With relations already deteriorating to their Cold War level, a dispute arose between the two countries over the nature of each other’s diplomatic missions, including the number of diplomats who could report to the capital.
“I cannot say that we have made much progress. There is a risk that tensions will escalate further,” the Russian Interfax news agency quoted Ryabkov as saying after his talks with US Assistant Secretary of State Victoria Nuland.
State Department spokesman Ned Price said, in a press briefing, that Nuland’s meetings with Russian officials were “helpful,” adding that the United States’ position on the appointment of staff to American missions in Russia remains “steadfast.”
He added, “We expect equality in the numbers of staff and reciprocity in the issuance of visas.

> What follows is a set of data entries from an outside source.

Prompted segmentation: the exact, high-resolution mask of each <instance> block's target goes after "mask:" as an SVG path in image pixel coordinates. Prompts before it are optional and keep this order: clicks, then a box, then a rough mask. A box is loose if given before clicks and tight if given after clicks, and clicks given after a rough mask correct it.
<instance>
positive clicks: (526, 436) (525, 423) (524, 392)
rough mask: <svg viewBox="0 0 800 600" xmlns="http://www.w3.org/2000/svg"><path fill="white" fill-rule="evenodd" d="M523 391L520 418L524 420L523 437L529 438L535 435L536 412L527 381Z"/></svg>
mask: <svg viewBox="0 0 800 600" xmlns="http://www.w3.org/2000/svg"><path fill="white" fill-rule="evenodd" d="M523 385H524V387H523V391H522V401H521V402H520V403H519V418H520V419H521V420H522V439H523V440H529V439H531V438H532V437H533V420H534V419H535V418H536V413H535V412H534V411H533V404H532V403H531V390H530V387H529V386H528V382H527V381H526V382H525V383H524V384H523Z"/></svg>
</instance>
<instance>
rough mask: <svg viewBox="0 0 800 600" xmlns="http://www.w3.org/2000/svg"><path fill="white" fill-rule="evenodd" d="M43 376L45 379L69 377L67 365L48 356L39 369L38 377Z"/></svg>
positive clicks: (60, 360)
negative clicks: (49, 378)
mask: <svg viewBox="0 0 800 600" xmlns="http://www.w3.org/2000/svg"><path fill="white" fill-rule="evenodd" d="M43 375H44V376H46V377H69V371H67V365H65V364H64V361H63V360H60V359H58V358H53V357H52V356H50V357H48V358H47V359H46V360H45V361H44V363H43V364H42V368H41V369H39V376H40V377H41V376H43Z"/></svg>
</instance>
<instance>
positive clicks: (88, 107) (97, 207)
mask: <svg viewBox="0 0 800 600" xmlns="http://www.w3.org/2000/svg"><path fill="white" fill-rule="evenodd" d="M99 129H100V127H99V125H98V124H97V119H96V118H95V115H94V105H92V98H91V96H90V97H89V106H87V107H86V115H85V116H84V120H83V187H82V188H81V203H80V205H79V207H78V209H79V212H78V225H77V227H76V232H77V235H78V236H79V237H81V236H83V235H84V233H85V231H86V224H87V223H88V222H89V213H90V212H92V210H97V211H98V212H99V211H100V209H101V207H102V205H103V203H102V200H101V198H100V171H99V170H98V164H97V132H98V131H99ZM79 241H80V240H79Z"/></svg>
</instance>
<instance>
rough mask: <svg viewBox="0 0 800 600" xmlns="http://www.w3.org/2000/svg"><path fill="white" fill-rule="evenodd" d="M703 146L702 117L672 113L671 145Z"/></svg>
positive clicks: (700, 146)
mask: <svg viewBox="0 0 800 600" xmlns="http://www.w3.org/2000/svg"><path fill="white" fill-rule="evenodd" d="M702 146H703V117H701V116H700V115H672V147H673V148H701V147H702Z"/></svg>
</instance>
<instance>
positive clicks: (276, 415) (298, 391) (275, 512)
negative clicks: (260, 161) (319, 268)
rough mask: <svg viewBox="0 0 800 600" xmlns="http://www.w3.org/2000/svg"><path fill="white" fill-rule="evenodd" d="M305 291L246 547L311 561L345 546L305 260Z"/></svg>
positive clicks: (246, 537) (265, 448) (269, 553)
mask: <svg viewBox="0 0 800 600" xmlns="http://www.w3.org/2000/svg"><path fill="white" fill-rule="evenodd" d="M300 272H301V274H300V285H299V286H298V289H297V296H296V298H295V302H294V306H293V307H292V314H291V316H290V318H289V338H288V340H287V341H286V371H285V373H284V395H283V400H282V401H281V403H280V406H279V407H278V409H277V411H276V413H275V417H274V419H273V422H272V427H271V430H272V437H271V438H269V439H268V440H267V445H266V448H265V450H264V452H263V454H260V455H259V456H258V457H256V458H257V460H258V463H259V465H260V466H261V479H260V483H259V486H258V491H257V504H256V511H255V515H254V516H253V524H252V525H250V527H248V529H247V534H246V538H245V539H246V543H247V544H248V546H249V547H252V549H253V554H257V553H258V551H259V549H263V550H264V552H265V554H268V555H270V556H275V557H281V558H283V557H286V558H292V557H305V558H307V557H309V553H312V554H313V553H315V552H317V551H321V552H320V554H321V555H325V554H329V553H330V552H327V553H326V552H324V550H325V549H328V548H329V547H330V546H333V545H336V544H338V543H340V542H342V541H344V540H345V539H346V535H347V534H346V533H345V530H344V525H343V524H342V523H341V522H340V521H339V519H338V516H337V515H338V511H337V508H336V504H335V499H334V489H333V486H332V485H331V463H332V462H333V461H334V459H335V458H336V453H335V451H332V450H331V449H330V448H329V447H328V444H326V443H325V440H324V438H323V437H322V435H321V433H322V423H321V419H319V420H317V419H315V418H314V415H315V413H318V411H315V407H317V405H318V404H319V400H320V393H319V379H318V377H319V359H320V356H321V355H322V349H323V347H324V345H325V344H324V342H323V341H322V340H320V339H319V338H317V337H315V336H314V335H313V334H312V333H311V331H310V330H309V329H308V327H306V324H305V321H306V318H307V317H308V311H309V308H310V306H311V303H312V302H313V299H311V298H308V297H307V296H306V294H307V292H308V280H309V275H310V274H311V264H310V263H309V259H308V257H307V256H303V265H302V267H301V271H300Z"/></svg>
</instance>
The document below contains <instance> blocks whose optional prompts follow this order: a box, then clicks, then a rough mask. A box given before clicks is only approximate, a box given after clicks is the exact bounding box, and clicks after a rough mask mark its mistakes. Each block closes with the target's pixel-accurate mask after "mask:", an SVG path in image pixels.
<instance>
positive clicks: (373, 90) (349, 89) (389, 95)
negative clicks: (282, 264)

There must be justice, and there must be flexibility on the Russian side, if we want to reach a fair agreement, and this is exactly what we seek.”
He explained that another round of talks will be held at a lower level and that Washington hopes to find a solution to the conflict, adding: “We need an embassy in Moscow with a sufficient number of staff.”
Last week, the Russian Foreign Ministry said that a proposal by the US Congress to expel 300 Russian diplomats from the United States, if implemented, could lead to the closure of US diplomatic facilities in Russia.
Ryabkov said the dialogue with Nuland was frank and useful, but that each side’s position remained different from that of the other.
The RIA news agency quoted Ryabkov as saying that Moscow does not rule out freezing the work of the Russian and US diplomatic missions, but it wants to avoid this.